Illustration; Back To School by Adam Zyglis September 3, 2013
By Paul L. Thomas, Ed.D. | Originally Published at The Becoming Radical. April 24, 2014
As of April 24, 2014, I am tired to the core of writing about the Common Core because I know three things:
- I’ve said everything I need to say about Common Core: (a) Arguing about the quality of the CC standards is a distraction from the essential flaw in continuing to chase better standards and tests, (b) because accountability based on standards and tests has never and will never address directly the equity problem in society and education, and (c) thus, education reform must drop the accountability paradigm and seek an alternative reform plan based on equity.
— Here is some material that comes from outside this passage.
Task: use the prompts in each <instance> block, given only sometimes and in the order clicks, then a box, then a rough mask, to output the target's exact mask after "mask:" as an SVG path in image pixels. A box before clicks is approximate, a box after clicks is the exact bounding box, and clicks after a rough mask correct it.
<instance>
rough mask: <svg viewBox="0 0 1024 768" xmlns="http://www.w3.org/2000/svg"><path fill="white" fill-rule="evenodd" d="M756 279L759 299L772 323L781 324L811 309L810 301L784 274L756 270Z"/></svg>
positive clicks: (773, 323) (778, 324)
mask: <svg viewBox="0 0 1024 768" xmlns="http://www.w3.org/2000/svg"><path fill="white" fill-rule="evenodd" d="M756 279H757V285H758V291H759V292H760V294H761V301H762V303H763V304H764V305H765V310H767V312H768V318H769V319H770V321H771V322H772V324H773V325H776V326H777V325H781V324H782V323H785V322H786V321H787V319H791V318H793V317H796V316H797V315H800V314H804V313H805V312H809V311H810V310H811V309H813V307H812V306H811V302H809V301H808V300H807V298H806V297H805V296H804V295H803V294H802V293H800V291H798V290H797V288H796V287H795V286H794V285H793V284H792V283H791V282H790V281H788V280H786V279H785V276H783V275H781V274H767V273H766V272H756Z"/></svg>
- Almost no one of consequence is listening to the rational and evidence-based criticisms of Common Core because of the political advantage afforded by keeping everyone convinced that the debate is mostly by loonies on the Right and loonies on the Left.
- And still, I feel compelled to try once again.
The discussion should focus, then, not on the quality of the Common Core or if and how those standards are being implemented, but on the very clear evidence of two things:
- The Common Core is a corporate-political movement designed from the beginning to disregard K-12 expertise in teaching and content.
- That movement also focused from the very beginning not on teaching and learning, but testing.
Since much of my argument depends on evidence and concerns about the lack of attention to the evidence, let me simply offer three places for you to consider my claims above:
- David Coleman is on the record, joking about the lack of expertise among those designing the Common Core; please listen.
- Mercedes Schneider has detailed carefully Those 24 Common Core 2009 Work Group Members.
- And if you need a wealth of evidence, please explore the Common Core Criticisms wiki.
If anyone is rational and diligent in examining the evidence, the only conclusion that stands before us is that the Common Core movement was never about teaching and learning, but always about testing.
And thus, as I have argued before, the Common Core debate cannot be separated from the high-stakes testing debate.
I begin this post with the date because—unless the zombie apocalypse happens—I invite anyone to return here in about 10 years when we are once again on the standards and testing Merry-Go-Round, with “better” standards and tests being championed by those decrying the failure of the Common Core movement. And that next round of advocates will be eerily similar to the list Schneider details above, mostly people who have a stake in wide-scale testing of children as a profit mechanism on the back of taxpayers in the U.S.